"30 mil denúncias por ano são apenas a ponta do iceberg"

Sandra Cunha, Elisabete Brasil e Cecília Honório juntaram-se no ciclo de debates online “Ao Encontro", desta vez sobre as respostas políticas no combate à violência doméstica e na proteção das suas vítimas.

Esta terça-feira foi transmitido em direto no Facebook mais um debate online do ciclo “Ao Encontro”, promovido pelo Esquerda.Net, desta vez com o tema “Nem mais uma – travar a violência doméstica”. Juntaram-se ao debate Sandra Cunha, deputada do Bloco, Elisabete Brasil, presidente da FEM - Feministas em Movimento, e Cecília Honório, do gabinete da vereação do Bloco em Lisboa.

A deputada Sandra Cunha abriu o debate afirmando que “a consistência e a persistência dos números da violência doméstica no nosso país mostram que este é um problema estrutural na nossa sociedade”. Alertou que as “30 mil denúncias por ano da violência doméstica são apenas a ponta do iceberg”, pois os estudos disponíveis mostram que em Portugal os números reais são muito superiores.

Sendo a violência doméstica o crime que mais mata em Portugal, “a maioria das mulheres que foram assassinadas já tinham histórico de violência doméstica e muitas já tinham pedido ajuda às autoridades, o que demonstra a existência de uma elevada taxa de reincidência, mas também que estamos a falhar redondamente na proteção destas mulheres”.

“O tempo das vítimas não é o tempo da justiça, nem da intervenção social”

Questionada sobre o que se pode fazer para combater com eficácia o crime a violência doméstica, Elisabete Brasil explica que a “a violência doméstica é parte da violência exercida contra as mulheres e tem uma causa estrutural”, que é a desigualdade de género. Para a presidente da FEM, “estamos sempre a cuidar das vítimas, mas trabalha-se pouco ao nível da prevenção primária, na raiz do problema, que possibilite a transformação social”. Falta educar para a igualdade, pois a violência é uma das manifestações da desigualdade.

Elisabete Brasil relembra os números: do total das vítimas, segundo estudos nacionais e internacionais, apenas 10% assumem que são vítimas e só 1% chega aos serviços de apoio. “Uma em cada 3 mulheres em Portugal é ou foi vítima de violência nas suas relações de intimidade”. Como resposta no âmbito da política pública, Elisabete aponta para o investimento na educação, pois jovens mais informados mais facilmente realizam denúncias e fará diferença também na forma como se relacionam uns com os outros.

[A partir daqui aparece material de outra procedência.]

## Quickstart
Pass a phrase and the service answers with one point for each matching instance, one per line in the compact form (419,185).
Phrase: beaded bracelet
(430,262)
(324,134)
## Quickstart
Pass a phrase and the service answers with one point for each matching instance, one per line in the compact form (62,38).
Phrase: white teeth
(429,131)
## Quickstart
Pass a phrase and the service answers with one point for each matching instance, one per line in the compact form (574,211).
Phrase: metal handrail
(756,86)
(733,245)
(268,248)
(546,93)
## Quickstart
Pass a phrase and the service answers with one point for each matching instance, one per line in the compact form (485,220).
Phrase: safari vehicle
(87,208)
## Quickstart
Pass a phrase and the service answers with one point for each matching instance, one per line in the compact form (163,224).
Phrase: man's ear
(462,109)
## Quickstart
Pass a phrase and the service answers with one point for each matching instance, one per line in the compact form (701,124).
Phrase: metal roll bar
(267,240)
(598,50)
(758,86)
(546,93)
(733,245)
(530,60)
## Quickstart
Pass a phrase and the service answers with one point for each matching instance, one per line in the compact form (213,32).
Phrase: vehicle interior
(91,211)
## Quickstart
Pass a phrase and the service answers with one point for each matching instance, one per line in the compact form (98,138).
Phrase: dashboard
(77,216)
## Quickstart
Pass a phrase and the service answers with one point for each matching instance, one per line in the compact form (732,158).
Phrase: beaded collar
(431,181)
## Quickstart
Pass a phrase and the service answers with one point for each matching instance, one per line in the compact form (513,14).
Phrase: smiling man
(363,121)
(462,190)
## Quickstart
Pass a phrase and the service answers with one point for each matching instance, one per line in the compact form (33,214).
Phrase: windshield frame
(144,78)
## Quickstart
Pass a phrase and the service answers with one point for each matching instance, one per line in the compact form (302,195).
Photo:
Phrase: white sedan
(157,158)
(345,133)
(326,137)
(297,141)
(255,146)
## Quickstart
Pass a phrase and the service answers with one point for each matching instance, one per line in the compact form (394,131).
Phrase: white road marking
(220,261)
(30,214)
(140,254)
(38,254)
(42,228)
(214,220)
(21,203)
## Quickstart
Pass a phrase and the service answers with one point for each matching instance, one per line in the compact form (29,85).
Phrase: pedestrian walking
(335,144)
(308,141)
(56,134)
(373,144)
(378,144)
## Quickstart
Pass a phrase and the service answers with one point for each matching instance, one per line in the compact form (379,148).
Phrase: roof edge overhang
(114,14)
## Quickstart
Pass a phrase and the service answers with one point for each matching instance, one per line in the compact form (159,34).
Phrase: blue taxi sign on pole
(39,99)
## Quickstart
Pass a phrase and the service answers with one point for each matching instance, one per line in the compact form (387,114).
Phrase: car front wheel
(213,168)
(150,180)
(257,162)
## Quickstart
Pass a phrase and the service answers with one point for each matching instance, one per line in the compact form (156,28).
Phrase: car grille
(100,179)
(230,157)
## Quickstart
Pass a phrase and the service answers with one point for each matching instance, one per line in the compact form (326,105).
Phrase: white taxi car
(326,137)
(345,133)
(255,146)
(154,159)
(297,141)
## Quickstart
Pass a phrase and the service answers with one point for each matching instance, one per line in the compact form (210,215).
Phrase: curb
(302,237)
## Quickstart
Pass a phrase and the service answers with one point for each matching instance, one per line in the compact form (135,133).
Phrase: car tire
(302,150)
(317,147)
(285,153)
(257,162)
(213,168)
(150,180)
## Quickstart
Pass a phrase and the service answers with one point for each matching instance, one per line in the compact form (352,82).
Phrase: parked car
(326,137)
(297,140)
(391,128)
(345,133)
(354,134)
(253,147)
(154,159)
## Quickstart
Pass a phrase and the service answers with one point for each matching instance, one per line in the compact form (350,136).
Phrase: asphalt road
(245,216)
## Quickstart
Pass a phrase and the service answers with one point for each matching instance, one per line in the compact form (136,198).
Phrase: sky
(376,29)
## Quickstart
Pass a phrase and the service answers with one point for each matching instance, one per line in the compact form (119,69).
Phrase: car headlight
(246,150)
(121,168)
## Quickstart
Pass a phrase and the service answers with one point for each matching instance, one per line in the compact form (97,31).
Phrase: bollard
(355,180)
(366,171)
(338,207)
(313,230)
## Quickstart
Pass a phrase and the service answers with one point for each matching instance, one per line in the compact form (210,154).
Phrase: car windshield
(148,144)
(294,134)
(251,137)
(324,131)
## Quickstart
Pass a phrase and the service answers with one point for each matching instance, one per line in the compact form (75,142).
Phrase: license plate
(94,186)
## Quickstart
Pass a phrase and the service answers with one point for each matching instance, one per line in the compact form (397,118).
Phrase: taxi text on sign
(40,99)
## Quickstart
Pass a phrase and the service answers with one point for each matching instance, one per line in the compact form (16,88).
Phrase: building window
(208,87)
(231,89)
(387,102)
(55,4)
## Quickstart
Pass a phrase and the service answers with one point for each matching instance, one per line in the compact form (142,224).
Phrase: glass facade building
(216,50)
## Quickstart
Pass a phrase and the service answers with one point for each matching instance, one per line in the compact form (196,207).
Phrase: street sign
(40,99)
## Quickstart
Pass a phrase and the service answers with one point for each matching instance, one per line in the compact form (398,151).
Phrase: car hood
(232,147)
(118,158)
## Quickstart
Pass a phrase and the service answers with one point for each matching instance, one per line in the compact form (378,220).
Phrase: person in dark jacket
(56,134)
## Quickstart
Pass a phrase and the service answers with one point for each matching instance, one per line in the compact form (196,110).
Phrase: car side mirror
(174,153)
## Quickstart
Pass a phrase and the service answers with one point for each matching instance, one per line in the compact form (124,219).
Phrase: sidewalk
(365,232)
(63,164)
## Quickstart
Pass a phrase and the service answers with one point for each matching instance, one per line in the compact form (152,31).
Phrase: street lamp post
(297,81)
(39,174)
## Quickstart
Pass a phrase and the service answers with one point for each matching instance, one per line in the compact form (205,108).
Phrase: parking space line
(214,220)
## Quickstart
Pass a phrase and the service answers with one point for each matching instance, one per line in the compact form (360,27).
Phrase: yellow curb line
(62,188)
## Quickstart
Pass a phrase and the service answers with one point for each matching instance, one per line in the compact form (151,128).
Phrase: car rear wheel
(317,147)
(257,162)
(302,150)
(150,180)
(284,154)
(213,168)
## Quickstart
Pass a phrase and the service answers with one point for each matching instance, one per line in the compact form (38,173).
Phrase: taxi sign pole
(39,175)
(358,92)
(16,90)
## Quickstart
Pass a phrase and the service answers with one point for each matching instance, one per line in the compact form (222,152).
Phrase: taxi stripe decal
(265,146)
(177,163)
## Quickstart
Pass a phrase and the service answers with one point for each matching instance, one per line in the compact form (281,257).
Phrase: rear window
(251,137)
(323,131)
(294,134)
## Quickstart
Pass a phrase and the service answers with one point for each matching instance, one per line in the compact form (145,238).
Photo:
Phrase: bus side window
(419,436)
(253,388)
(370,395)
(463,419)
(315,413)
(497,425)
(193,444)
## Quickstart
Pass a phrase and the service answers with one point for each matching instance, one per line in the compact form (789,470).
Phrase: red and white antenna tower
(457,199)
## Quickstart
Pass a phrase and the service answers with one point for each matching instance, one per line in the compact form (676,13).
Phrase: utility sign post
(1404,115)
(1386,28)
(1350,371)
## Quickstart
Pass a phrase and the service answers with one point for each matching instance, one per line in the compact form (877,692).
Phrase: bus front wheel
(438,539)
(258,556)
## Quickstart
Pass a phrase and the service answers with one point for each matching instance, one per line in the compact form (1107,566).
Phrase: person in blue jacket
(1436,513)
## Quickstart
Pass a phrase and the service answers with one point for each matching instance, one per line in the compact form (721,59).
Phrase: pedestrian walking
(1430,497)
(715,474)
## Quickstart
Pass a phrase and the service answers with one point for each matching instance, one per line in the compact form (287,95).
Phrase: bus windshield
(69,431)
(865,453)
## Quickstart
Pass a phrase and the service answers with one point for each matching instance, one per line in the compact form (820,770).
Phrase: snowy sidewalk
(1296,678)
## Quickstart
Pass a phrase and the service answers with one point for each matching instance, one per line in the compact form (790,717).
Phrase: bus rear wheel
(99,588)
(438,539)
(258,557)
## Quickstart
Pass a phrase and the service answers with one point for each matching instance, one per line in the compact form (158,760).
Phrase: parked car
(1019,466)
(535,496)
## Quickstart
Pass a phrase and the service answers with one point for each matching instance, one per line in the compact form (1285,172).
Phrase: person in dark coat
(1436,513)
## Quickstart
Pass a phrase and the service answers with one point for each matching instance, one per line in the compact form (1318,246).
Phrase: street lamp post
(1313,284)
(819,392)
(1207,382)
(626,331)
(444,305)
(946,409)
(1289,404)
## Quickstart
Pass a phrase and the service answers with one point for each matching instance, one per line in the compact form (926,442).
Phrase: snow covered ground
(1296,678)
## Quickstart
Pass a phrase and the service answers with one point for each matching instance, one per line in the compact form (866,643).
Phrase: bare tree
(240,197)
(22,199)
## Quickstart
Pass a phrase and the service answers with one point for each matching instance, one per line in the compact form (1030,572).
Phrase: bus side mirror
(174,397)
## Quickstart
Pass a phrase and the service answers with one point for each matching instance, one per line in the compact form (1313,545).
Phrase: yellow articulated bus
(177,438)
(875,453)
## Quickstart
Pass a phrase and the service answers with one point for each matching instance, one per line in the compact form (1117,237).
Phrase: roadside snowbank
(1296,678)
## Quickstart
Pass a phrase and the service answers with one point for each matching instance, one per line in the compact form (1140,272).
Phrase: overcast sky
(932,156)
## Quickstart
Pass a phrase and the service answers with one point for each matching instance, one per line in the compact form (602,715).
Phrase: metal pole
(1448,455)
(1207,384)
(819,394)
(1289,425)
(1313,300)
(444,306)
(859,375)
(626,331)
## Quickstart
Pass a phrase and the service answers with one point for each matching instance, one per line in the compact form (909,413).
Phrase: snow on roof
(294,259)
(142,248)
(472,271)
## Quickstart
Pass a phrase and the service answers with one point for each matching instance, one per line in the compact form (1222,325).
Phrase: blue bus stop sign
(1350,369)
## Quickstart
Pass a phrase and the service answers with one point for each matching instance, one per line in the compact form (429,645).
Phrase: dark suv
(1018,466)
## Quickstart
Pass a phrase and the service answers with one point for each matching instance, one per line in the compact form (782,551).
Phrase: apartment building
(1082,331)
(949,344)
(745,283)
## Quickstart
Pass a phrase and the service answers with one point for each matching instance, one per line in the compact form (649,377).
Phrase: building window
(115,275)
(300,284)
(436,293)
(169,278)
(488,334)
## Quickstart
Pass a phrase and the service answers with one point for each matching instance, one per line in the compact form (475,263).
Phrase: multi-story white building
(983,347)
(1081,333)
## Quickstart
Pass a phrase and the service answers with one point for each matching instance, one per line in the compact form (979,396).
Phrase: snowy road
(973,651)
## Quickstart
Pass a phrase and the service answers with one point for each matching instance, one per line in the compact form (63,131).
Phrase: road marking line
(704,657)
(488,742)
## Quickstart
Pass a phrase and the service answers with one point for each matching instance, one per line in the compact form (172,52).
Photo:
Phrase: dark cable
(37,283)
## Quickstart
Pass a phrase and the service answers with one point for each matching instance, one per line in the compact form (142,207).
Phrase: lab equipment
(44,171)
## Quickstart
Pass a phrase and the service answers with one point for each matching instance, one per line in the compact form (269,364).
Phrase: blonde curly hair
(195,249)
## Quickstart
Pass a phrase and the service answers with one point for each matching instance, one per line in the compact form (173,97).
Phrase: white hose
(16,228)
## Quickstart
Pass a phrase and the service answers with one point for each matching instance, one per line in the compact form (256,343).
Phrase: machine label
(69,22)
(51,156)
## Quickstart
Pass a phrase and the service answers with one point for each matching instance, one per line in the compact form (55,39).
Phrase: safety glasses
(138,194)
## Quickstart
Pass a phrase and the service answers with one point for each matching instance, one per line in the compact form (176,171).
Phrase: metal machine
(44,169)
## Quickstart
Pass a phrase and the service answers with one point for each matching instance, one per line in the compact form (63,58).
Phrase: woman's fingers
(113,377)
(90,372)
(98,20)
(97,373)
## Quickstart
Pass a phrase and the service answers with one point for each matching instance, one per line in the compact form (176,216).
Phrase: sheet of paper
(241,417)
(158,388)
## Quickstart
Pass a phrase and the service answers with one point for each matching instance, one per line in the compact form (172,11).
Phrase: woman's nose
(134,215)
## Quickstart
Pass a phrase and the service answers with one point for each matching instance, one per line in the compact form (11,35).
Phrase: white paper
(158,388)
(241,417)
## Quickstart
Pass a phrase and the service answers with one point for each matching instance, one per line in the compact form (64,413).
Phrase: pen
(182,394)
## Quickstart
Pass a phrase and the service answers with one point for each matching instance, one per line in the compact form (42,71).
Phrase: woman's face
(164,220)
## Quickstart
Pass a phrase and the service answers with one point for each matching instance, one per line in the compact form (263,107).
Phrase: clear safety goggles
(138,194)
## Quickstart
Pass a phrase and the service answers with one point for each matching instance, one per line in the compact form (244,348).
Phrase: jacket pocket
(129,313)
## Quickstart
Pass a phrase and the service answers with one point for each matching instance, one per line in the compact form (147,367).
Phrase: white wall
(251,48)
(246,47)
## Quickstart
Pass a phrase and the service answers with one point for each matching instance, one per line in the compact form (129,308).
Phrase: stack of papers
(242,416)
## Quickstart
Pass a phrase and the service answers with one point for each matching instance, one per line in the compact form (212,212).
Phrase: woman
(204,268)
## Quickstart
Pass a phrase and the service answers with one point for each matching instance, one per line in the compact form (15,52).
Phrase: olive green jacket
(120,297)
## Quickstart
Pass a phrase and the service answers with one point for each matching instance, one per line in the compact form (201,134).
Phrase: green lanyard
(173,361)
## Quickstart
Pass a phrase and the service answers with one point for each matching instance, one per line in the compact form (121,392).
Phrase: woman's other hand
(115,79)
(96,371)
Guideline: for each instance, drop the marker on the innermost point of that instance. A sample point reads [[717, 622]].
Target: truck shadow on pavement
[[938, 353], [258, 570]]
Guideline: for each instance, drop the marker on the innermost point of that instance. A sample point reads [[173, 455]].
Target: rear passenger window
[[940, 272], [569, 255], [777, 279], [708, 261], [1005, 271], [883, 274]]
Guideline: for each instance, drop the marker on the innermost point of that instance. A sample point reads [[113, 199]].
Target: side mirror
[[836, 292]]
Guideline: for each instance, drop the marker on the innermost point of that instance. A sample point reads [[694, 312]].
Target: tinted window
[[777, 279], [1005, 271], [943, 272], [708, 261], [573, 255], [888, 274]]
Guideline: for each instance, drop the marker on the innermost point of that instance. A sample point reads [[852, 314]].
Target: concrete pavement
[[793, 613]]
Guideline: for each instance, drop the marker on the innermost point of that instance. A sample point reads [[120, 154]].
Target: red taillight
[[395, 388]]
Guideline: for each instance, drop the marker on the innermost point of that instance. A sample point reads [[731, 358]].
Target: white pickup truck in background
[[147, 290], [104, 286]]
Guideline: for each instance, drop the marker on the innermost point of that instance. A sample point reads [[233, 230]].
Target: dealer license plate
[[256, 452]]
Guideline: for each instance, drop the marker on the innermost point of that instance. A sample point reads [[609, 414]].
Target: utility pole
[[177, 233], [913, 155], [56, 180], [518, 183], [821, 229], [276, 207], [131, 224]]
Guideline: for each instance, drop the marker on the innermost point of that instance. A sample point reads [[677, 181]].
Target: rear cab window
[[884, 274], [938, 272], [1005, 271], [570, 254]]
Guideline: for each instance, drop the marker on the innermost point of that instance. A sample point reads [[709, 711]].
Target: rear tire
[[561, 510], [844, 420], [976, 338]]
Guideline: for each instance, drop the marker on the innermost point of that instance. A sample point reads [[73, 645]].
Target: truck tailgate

Portugal não tem ainda serviços bem distribuídos para que as vítimas tenham confiança e peçam ajuda. Elisabete considera necessário mudar o sistema de apoio, pois “o tempo das vítimas não é o tempo da justiça, nem da intervenção social”.  Os serviços respondem a uma tipologia de vítimas, essencialmente através de casas de abrigo e equipamentos de emergência, mas isso não basta, pois fica muita gente de fora, apontou a presidente das Feministas em Movimento.

Lisboa precisa de uma resposta plural e pluridisciplinar

Cecília Honório iniciou a sua intervenção salientando que “em Lisboa, mais de 60% das vítimas não fizeram nada”, não apresentaram queixa, nem denunciaram a situação. E que em Portugal, “além da baixa taxa de denúncia, há também uma baixa taxa de condenação”.

Para Cecília Honório, é necessário criar uma resposta mais próxima, através de um sistema que dê a necessária confiança às vítimas, protegendo-as também dos riscos de perda da guarda dos filhos. E deu os exemplos da campanha feita em Lisboa para apelar à denúncia e vencer o silêncio, ou a recente linha de apoio psicossocial criada pelo município e direcionada a crianças, idosos e a vítimas de violência de género. E destacou ainda a criação de uma resposta específica para as mulheres sem-abrigo da cidade.

“Responder com dignidade a estas mulheres era dizer-lhes que elas deveriam ter um espaço próprio, uma resposta própria, onde pudessem viver em conjunto e ao mesmo tempo encontrar formas de garantir os seus direitos”, afirmou.

Mas para além do trabalho desenvolvido nos últimos anos por iniciativa do pelouro bloquista dos Direitos Sociais na Câmara de Lisboa, Cecília Honório sublinhou o que ainda está por fazer. Embora as entidades já trabalhem em rede, há uma grande carência de resposta pública, plural e pluridisciplinar, e uma das principais exigências passa pelo reforço no atendimento e acompanhamento de quem procura ajuda.